Sì, chi sarà per me Gesù, il Veniente per tutti i miei fratelli e le mie sorelle in umanità? Attendo, spero sia come l’ho amato e conosciuto, ma non sono certo di questo: Dio è tanto più grande del nostro cuore...

Biografia

Enzo Bianchi nasce a Castel Boglione, in provincia di Asti, il 3 marzo 1943. Dopo gli studi alla facoltà di Economia e Commercio dell’Università di Torino, nel 1965 si reca a Bose, una frazione abbandonata del comune di Magnano sulla Serra di Ivrea, con l’intenzione di dare inizio a una comunità monastica. Raggiunto nel 1968 dai primi fratelli e sorelle, scrive la regola della comunità. È tuttora priore della comunità, che conta un’ottantina di membri tra fratelli e sorelle di sei diverse nazionalità ed è presente, oltre che a Bose, anche a Gerusalemme (Israele), Ostuni (Brindisi), Assisi e San Gimignano.
E’ membro dell’Académie Internationale des Sciences Religieuses (Bruxelles) e dell’International Council of Christians and Jews (Londra).
Fin dall’inizio della sua esperienza monastica, Enzo Bianchi ha coniugato la vita di preghiera e di lavoro in monastero con un’intensa attività di predicazione e di studio e ricerca biblico-teologica che l’ha portato a tenere lezioni, conferenze e corsi in Italia e all’estero (Canada, Giappone, Indonesia, Hong Kong, Bangladesh, Repubblica Democratica del Congo ex-Zaire, Ruanda, Burundi, Etiopia, Algeria, Egitto, Libano, Israele, Portogallo, Spagna, Francia, Belgio, Paesi Bassi, Svizzera, Germania, Ungheria, Romania, Grecia, Turchia), e a pubblicare un consistente numero di libri e di articoli su riviste specializzate, italiane ed estere (Collectanea Cisterciensia, Vie consacrée, La Vie Spirituelle, Cistercium, American Benedictine Review).
E’ opinionista e recensore per i quotidiani La Stampa e Avvenire, membro del comitato scientifico del mensile Luoghi dell’infinito, titolare di una rubrica fissa su Famiglia Cristiana, collaboratore e consulente per il programma “Uomini e profeti” di Radiotre.

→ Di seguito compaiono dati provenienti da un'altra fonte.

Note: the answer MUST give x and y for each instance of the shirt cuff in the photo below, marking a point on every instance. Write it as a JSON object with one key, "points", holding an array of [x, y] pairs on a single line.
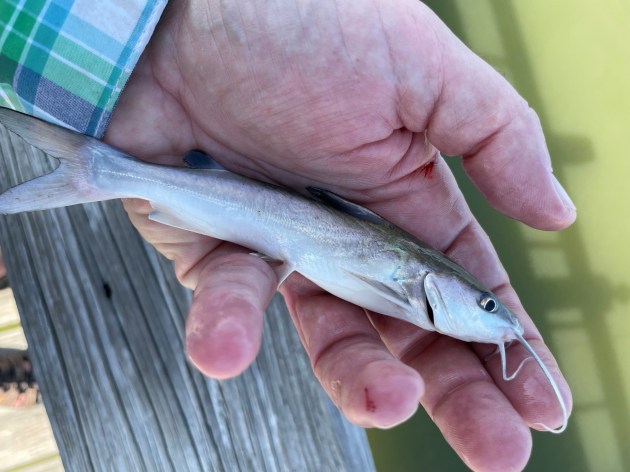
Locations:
{"points": [[67, 61]]}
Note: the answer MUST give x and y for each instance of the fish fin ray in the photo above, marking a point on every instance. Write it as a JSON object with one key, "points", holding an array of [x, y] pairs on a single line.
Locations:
{"points": [[386, 292], [201, 160], [341, 204], [281, 268], [70, 183]]}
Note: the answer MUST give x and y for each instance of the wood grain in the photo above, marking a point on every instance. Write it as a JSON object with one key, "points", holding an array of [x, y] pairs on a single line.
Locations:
{"points": [[104, 319]]}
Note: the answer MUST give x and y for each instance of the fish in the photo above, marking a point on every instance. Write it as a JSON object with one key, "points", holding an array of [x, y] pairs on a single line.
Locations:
{"points": [[344, 248]]}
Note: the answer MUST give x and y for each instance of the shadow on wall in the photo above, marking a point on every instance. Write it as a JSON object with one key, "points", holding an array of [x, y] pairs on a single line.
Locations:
{"points": [[568, 298]]}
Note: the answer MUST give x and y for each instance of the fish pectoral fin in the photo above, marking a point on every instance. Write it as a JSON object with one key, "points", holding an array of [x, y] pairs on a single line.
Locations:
{"points": [[167, 217], [281, 268], [397, 298], [341, 204], [201, 160]]}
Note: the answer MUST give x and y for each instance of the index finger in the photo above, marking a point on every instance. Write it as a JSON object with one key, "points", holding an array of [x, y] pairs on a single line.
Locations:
{"points": [[469, 109]]}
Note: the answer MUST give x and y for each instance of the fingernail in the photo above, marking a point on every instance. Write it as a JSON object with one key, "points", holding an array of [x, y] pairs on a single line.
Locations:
{"points": [[563, 195]]}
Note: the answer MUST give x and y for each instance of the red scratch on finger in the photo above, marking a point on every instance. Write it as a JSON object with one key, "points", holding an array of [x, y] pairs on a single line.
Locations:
{"points": [[427, 169], [369, 403]]}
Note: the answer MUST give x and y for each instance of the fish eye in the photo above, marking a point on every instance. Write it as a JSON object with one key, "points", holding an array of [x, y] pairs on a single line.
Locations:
{"points": [[488, 303]]}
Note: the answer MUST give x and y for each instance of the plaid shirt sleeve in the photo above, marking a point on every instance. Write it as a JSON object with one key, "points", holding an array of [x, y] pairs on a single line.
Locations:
{"points": [[67, 61]]}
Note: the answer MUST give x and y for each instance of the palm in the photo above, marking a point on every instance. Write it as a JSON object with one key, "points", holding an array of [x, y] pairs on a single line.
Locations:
{"points": [[308, 101]]}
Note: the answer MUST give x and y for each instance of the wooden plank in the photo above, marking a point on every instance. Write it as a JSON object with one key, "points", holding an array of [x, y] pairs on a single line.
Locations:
{"points": [[104, 318]]}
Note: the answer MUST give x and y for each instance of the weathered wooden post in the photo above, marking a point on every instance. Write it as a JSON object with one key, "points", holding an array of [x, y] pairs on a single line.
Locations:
{"points": [[104, 318]]}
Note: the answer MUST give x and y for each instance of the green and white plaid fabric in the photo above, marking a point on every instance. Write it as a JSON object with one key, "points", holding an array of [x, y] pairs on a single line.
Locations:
{"points": [[67, 61]]}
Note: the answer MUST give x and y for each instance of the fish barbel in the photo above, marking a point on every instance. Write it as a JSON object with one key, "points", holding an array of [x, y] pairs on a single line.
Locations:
{"points": [[346, 249]]}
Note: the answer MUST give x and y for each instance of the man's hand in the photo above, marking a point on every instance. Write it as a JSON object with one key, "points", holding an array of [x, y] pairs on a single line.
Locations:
{"points": [[356, 97]]}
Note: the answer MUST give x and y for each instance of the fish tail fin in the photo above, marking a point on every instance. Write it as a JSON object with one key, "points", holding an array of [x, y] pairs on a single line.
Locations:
{"points": [[71, 183]]}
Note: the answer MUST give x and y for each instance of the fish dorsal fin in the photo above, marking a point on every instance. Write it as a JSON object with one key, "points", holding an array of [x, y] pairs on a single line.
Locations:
{"points": [[201, 160], [341, 204]]}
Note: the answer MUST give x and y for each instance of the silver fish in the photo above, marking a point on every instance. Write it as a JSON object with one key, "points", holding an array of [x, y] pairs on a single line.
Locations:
{"points": [[344, 248]]}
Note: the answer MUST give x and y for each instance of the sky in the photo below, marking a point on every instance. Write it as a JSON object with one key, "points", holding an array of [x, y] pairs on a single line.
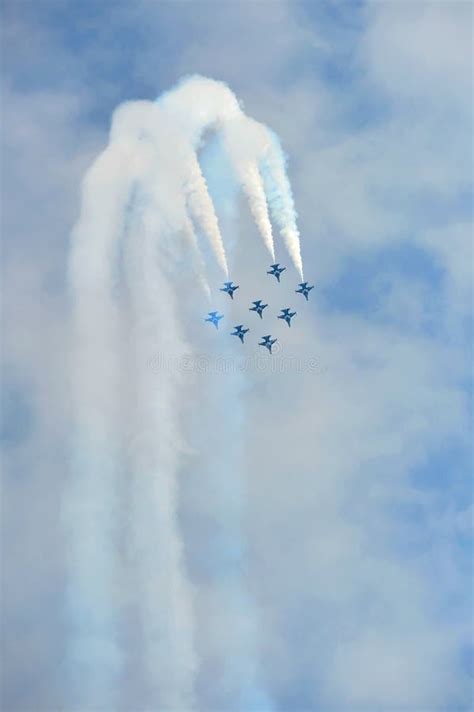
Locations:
{"points": [[320, 519]]}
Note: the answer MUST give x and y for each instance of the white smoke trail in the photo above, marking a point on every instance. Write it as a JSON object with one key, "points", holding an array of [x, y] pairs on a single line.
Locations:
{"points": [[146, 194], [280, 199], [246, 142], [202, 210], [161, 588], [92, 501]]}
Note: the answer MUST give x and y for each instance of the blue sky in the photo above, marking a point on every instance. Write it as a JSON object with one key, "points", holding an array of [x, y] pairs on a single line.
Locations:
{"points": [[358, 532]]}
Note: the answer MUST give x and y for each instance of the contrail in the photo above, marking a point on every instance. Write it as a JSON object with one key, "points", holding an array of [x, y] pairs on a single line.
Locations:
{"points": [[280, 199], [161, 589], [91, 502], [202, 210], [246, 142]]}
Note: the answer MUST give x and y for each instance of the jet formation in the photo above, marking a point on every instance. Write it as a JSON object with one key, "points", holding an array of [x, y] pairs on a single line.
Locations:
{"points": [[304, 289], [229, 288], [258, 307], [286, 314], [240, 332]]}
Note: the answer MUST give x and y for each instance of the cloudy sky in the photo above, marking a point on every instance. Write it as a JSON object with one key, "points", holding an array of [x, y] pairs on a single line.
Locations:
{"points": [[323, 529]]}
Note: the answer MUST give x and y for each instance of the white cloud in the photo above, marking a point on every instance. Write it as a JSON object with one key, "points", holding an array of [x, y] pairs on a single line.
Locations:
{"points": [[348, 607]]}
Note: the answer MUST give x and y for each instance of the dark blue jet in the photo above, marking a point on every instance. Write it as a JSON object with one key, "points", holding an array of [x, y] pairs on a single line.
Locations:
{"points": [[287, 315], [258, 307], [276, 270], [268, 342], [240, 332], [214, 318], [304, 289], [230, 288]]}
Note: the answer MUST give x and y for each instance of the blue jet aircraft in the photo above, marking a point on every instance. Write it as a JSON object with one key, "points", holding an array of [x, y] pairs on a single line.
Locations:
{"points": [[287, 315], [276, 270], [258, 307], [268, 342], [229, 288], [214, 318], [304, 289], [240, 332]]}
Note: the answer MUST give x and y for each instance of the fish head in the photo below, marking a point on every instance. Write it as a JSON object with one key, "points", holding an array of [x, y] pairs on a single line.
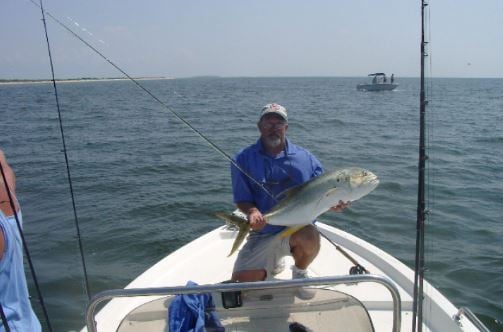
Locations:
{"points": [[351, 184]]}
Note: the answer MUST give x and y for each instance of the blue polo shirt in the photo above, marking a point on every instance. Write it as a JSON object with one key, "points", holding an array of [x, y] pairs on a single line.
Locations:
{"points": [[290, 168], [13, 289]]}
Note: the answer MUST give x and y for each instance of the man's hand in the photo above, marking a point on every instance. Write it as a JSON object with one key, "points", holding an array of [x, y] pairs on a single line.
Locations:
{"points": [[340, 206], [256, 219]]}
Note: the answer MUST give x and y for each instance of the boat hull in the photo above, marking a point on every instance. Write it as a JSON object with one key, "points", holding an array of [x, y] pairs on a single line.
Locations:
{"points": [[376, 87], [188, 262]]}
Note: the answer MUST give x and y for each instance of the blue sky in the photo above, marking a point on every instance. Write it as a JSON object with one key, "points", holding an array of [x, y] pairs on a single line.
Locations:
{"points": [[186, 38]]}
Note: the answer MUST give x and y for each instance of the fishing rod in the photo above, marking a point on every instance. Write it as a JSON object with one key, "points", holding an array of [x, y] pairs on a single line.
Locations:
{"points": [[357, 267], [176, 114], [417, 307], [27, 252], [76, 220], [4, 319]]}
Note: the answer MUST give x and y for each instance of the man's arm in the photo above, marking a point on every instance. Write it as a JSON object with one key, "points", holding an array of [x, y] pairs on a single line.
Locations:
{"points": [[255, 217]]}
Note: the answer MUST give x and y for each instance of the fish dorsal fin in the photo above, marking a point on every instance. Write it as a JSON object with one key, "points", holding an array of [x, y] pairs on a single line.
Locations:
{"points": [[287, 193], [328, 193]]}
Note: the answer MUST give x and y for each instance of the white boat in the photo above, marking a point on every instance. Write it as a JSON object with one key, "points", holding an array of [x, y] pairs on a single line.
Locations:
{"points": [[378, 301], [379, 83], [354, 286]]}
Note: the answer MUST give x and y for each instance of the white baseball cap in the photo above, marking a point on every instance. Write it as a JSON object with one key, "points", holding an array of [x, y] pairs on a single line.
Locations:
{"points": [[276, 109]]}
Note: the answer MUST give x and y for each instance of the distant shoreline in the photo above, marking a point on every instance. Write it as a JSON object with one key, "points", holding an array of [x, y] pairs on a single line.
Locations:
{"points": [[80, 80]]}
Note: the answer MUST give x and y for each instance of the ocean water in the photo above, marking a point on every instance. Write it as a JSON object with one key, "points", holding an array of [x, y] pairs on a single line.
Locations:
{"points": [[145, 184]]}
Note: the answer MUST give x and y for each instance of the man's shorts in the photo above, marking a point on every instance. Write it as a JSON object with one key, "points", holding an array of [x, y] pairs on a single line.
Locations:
{"points": [[262, 252]]}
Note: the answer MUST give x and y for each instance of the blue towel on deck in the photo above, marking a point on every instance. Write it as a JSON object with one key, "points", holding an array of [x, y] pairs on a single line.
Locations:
{"points": [[187, 313]]}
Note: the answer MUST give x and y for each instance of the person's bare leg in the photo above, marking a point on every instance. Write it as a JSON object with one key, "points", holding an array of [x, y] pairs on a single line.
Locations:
{"points": [[305, 246]]}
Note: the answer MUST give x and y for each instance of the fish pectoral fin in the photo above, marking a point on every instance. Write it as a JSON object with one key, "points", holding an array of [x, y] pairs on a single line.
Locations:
{"points": [[242, 224], [290, 230], [243, 232], [331, 192], [289, 192]]}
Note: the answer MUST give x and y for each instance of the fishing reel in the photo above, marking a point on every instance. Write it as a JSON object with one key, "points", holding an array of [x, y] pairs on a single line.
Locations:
{"points": [[358, 269]]}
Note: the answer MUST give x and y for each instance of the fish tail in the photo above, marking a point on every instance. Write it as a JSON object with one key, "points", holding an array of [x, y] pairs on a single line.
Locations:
{"points": [[240, 223]]}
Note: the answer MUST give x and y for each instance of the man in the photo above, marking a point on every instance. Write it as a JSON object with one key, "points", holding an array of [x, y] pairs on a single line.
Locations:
{"points": [[277, 164], [13, 290]]}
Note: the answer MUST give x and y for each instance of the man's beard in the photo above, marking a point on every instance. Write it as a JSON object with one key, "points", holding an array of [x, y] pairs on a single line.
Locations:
{"points": [[273, 141]]}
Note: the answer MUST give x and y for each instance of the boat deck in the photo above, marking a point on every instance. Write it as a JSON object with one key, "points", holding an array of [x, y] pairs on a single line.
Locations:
{"points": [[204, 261]]}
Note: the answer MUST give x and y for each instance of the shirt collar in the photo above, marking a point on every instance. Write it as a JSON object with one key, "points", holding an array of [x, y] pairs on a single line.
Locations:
{"points": [[290, 148]]}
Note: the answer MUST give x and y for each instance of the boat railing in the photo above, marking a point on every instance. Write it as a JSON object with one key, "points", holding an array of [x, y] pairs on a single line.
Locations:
{"points": [[471, 317], [245, 286]]}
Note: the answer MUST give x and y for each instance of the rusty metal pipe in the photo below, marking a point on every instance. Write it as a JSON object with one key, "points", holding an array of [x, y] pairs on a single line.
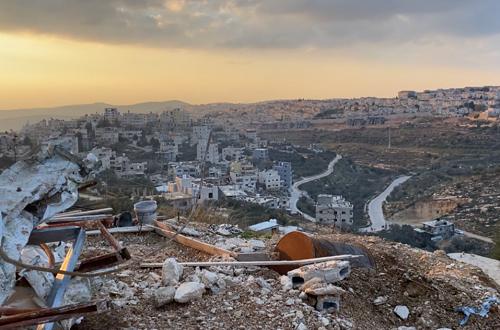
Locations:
{"points": [[298, 246]]}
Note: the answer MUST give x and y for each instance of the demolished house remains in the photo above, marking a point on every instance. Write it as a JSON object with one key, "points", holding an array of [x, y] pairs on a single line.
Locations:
{"points": [[179, 274]]}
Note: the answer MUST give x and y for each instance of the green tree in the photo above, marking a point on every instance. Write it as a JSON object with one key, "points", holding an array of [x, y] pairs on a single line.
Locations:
{"points": [[495, 252]]}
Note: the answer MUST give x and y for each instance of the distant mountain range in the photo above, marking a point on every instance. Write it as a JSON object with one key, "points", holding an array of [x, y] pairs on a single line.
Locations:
{"points": [[15, 119]]}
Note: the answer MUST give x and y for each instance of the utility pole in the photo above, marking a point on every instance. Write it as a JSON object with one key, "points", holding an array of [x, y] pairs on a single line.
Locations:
{"points": [[389, 137]]}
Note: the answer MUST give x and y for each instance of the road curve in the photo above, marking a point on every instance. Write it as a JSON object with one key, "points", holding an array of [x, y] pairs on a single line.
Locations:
{"points": [[375, 207], [296, 193]]}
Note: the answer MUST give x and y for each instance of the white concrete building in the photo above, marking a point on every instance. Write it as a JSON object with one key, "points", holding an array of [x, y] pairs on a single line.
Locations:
{"points": [[271, 180], [111, 114], [334, 209], [200, 133], [213, 152], [234, 154]]}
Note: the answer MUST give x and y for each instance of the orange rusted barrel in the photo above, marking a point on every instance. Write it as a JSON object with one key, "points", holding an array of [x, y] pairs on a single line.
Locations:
{"points": [[298, 246]]}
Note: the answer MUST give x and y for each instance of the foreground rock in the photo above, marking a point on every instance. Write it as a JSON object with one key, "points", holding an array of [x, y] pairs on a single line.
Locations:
{"points": [[163, 296], [172, 272], [189, 291], [327, 272]]}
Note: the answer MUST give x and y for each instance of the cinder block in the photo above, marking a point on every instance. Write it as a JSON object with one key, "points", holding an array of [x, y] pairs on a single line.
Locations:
{"points": [[326, 302]]}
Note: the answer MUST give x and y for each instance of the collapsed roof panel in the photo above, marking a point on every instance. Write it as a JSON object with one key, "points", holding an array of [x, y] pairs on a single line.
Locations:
{"points": [[32, 191]]}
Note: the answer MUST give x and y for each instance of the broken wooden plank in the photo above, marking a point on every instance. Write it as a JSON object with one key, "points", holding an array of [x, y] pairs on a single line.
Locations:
{"points": [[48, 235], [123, 230], [61, 281], [79, 213], [80, 218], [257, 256], [46, 315], [87, 224], [254, 263], [165, 230]]}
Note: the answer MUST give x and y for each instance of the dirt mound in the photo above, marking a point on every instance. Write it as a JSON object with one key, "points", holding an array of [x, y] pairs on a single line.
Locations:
{"points": [[430, 285]]}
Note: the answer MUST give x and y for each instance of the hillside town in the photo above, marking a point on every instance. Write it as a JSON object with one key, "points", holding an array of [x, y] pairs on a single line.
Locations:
{"points": [[220, 200], [169, 147]]}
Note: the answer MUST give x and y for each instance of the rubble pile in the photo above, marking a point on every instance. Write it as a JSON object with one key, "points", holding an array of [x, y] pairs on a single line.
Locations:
{"points": [[32, 191], [411, 289]]}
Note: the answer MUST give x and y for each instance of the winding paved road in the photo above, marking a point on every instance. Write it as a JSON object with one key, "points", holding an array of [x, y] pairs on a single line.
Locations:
{"points": [[296, 193], [377, 216], [375, 207]]}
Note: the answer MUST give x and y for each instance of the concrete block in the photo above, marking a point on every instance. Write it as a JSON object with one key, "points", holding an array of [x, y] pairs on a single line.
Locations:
{"points": [[189, 291], [322, 289], [171, 272], [327, 272], [163, 296], [326, 302]]}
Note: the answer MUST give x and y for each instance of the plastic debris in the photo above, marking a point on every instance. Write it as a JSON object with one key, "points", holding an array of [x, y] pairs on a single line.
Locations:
{"points": [[485, 308]]}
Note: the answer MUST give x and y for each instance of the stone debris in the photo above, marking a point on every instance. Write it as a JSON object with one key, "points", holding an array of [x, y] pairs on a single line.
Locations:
{"points": [[402, 312], [380, 301], [286, 283], [225, 228], [189, 291], [229, 297], [256, 244], [327, 302], [172, 272], [164, 296], [328, 272], [49, 182], [321, 289]]}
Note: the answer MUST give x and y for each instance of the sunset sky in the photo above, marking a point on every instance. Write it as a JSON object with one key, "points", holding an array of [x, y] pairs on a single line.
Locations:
{"points": [[60, 52]]}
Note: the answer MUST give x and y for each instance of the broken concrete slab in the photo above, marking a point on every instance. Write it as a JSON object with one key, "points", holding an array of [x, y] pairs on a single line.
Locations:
{"points": [[286, 283], [163, 296], [189, 291], [380, 301], [256, 244], [327, 272], [208, 277], [171, 272], [32, 191]]}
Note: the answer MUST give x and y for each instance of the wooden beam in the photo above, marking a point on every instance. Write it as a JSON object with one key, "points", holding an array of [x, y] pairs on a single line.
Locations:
{"points": [[45, 315], [255, 263], [47, 235], [77, 217], [123, 230], [165, 230], [78, 213]]}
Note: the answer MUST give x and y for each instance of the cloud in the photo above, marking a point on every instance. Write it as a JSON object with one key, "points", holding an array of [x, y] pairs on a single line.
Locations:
{"points": [[238, 62], [253, 24]]}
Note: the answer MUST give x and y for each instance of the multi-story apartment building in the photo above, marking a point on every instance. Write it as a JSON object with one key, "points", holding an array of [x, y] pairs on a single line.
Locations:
{"points": [[271, 180], [200, 133], [233, 154], [111, 114], [213, 152], [284, 170], [334, 210]]}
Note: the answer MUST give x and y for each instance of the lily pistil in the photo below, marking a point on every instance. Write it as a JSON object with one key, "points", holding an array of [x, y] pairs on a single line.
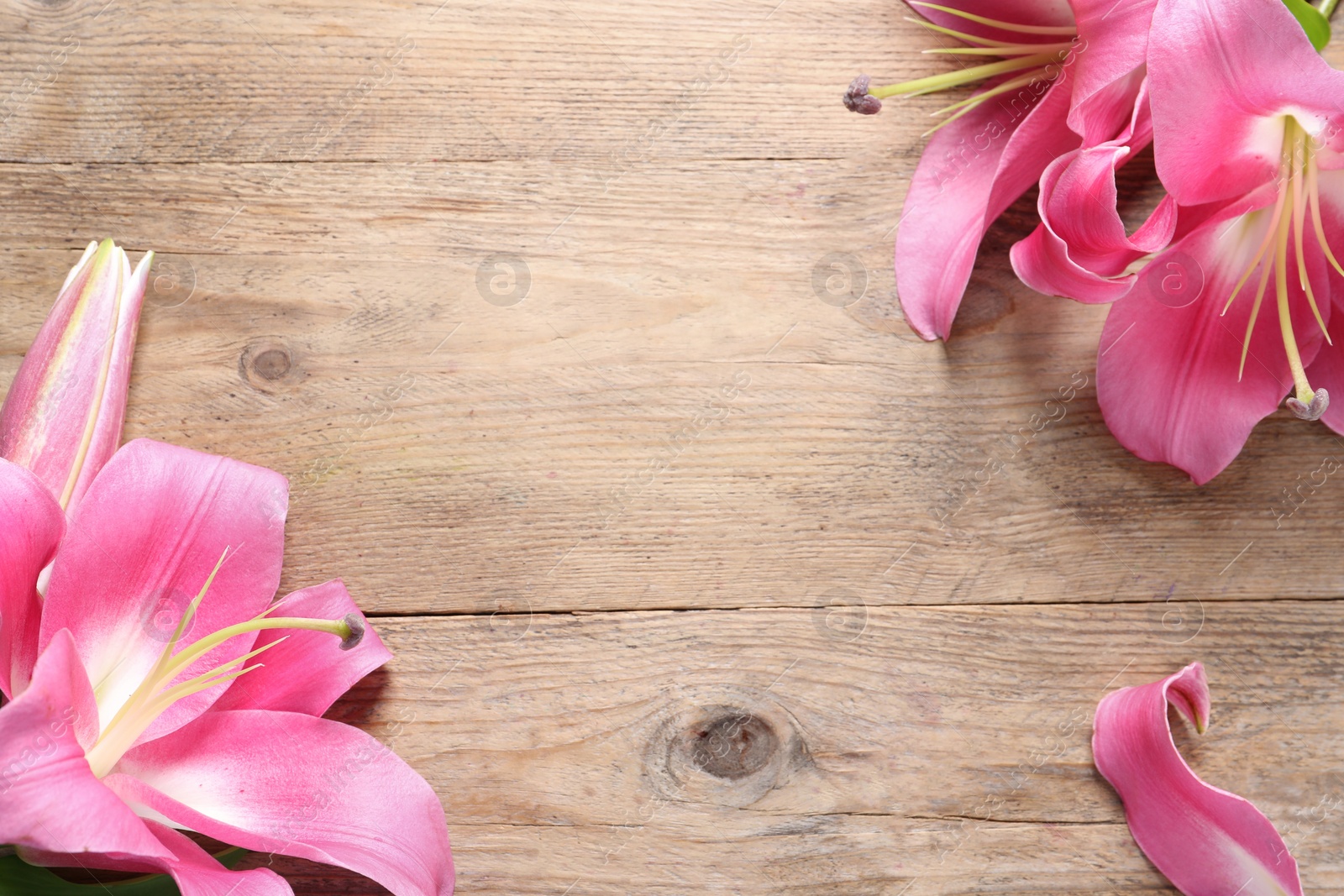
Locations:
{"points": [[1297, 195], [158, 692]]}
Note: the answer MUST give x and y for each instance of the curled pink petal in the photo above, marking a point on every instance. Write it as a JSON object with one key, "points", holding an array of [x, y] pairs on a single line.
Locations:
{"points": [[29, 537], [1207, 841], [50, 799], [307, 671], [195, 871], [969, 174], [296, 785], [1167, 367], [1081, 249]]}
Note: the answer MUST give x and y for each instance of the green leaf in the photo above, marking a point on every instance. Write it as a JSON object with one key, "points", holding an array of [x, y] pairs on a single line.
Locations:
{"points": [[20, 879], [1314, 23]]}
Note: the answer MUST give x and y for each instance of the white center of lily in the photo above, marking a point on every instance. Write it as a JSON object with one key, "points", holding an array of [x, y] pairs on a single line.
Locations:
{"points": [[1297, 194], [158, 692]]}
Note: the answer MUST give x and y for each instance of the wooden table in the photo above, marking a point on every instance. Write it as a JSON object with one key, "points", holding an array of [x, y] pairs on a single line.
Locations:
{"points": [[692, 574]]}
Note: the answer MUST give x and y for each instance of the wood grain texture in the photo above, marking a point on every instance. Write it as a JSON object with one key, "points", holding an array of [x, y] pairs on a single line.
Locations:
{"points": [[539, 328]]}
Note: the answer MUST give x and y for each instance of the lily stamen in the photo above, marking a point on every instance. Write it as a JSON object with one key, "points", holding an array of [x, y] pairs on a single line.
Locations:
{"points": [[1016, 56], [996, 23], [1297, 181], [156, 692]]}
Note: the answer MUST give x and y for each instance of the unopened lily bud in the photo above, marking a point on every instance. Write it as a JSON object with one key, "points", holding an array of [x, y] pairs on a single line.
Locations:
{"points": [[64, 414]]}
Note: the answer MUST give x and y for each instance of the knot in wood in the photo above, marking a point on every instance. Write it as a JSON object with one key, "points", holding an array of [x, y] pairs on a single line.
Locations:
{"points": [[265, 363], [732, 746]]}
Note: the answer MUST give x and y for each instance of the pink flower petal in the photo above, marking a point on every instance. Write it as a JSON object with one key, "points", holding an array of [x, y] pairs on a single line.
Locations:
{"points": [[1207, 841], [195, 871], [307, 671], [296, 785], [33, 528], [969, 174], [1167, 376], [1081, 249], [49, 797], [1220, 71], [143, 543]]}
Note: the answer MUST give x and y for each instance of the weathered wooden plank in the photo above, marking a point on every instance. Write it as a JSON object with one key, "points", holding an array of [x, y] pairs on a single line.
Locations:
{"points": [[602, 82], [938, 750], [649, 432]]}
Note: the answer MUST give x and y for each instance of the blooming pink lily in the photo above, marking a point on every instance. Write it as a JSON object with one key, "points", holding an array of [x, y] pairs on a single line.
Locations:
{"points": [[136, 708], [1249, 140], [1070, 76], [1207, 841], [62, 417]]}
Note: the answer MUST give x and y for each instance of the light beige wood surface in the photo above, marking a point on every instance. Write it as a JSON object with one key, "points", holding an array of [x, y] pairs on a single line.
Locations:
{"points": [[691, 580]]}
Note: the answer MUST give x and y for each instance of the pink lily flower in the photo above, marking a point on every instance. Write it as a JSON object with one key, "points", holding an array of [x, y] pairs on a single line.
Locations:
{"points": [[1249, 141], [64, 414], [1068, 78], [1207, 841], [134, 708]]}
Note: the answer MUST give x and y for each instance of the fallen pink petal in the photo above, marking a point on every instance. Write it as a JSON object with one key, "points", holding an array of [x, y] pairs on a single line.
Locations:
{"points": [[1205, 840]]}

Fa inoltre parte della redazione della rivista teologica internazionale “Concilium” e della redazione della rivista biblica “Parola Spirito e Vita”, di cui è stato direttore fino al 2005.
Nel 2009 ha ricevuto il “Premio Cesare Pavese” e il “Premio Cesare Angelini” per il libro “Il pane di ieri”.
Ha partecipato come “esperto” nominato da Benedetto XVI ai Sinodi dei vescovi sulla “Parola di Dio” (ottobre 2008) e sulla “Nuova evangelizzazione per la trasmissione della fede cristiana” (ottobre 2012).
Il 22 luglio 2014 papa Francesco lo ha nominato Consultore del Pontificio Consiglio per la Promozione dell’Unità dei Cristiani.